The smooth for perc.alumni does not suggest a strong relationship with tuition costs. However, this might be somewhat counterintuitive as one might expect institutions with a high percentage of donating alumni to have more resources and potentially lower tuition. This flat relationship might warrant further investigation.
The Accept variable presents a more complex relationship. The initial decrease in tuition with more acceptances could suggest that larger institutions (which accept more students) can leverage economies of scale and charge lower tuition. However, the plateau and potential reversal in this trend might reflect a threshold beyond which institutions cannot or do not reduce tuition further.
# Predict on the test set
predicted_tuition <- predict(gam_model, newdata=test_set)
# Calculate Mean Squared Error (MSE)
mse <- mean((test_set$Outstate - predicted_tuition)^2)
print(paste("Mean Squared Error (MSE):", mse))
## [1] "Mean Squared Error (MSE): 3276878.97805376"
# Calculate Root Mean Squared Error (RMSE)
rmse <- sqrt(mse)
print(paste("Root Mean Squared Error (RMSE):", rmse))
## [1] "Root Mean Squared Error (RMSE): 1810.21517451759"
# Calculate Mean Absolute Error (MAE)
mae <- mean(abs(test_set$Outstate - predicted_tuition))
print(paste("Mean Absolute Error (MAE):", mae))
## [1] "Mean Absolute Error (MAE): 1334.10945796333"
# Calculate R-squared
ss_total <- sum((test_set$Outstate - mean(test_set$Outstate))^2)
ss_residuals <- sum((test_set$Outstate - predicted_tuition)^2)
r_squared <- 1 - (ss_residuals / ss_total)
print(paste("R-squared:", r_squared))
## [1] "R-squared: 0.783102075830272"
While the R-squared value suggests a strong model fit, the RMSE and MAE indicate that there may still be significant prediction errors for individual observations. This could imply that while the model generally captures the trends and patterns in the data well, there might be specific cases where the model does not predict as accurately, possibly due to outliers or certain schools that have unique characteristics not captured by the model.

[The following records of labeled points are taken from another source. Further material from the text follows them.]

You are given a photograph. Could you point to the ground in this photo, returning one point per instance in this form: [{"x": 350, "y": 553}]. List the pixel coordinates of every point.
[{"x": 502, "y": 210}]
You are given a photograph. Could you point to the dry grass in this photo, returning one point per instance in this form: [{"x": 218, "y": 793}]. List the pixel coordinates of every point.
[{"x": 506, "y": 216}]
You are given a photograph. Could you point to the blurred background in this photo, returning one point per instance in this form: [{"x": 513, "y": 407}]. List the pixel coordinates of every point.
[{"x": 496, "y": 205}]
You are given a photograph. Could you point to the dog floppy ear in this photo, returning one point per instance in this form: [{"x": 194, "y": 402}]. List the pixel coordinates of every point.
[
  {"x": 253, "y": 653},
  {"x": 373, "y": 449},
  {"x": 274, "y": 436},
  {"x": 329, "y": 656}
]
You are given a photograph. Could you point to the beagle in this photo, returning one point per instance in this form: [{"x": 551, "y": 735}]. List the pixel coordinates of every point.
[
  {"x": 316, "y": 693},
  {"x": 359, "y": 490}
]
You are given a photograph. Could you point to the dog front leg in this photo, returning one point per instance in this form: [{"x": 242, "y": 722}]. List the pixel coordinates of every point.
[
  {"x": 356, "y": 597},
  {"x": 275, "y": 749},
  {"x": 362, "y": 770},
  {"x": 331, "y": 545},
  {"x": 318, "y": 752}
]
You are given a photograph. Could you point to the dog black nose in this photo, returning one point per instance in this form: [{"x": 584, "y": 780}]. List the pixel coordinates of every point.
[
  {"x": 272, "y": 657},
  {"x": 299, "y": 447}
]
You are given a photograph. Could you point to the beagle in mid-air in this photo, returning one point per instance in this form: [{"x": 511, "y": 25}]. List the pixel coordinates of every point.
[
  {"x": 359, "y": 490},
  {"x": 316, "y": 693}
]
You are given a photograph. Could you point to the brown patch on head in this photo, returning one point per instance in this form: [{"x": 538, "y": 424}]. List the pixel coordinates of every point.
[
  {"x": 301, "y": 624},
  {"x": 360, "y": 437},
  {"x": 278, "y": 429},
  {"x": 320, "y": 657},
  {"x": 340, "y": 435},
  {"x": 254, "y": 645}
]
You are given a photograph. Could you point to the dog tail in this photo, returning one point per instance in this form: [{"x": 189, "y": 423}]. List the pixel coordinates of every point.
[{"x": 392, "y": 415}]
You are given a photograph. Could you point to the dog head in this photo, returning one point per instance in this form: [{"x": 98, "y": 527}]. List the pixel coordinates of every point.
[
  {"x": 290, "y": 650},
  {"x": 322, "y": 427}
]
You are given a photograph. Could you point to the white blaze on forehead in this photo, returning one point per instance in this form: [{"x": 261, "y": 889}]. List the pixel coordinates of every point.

Here’s a breakdown of the evidence for non-linearity from the plots:
Expend (Expenditures per Student): The plot shows a non-linear relationship. Initially, as Expend increases, the out-of-state tuition increases as well, but the rate of increase slows down. This suggests diminishing returns in terms of tuition increase as expenditures per student grow higher.
Room.Board (Cost of Room and Board): The relationship appears mostly linear with a slight curvature at the ends. This could be considered a weak non-linear relationship. It suggests that the tuition increases with room and board costs, but the effect may change slightly at very high or low values.
perc.alumni (Percentage of Alumni Who Donate): The plot is relatively flat with slight fluctuations, suggesting that there is minimal non-linear relationship or perhaps a very weak one. This indicates that the percentage of alumni who donate may not have a strong non-linear impact on out-of-state tuition.
Accept (Number of Accepted Students): The plot for Accept shows some non-linearity, with tuition decreasing as the number of acceptances increases, but then plateauing. This indicates a non-linear effect where increasing the number of acceptances initially reduces tuition, but only up to a certain point, after which the effect levels off.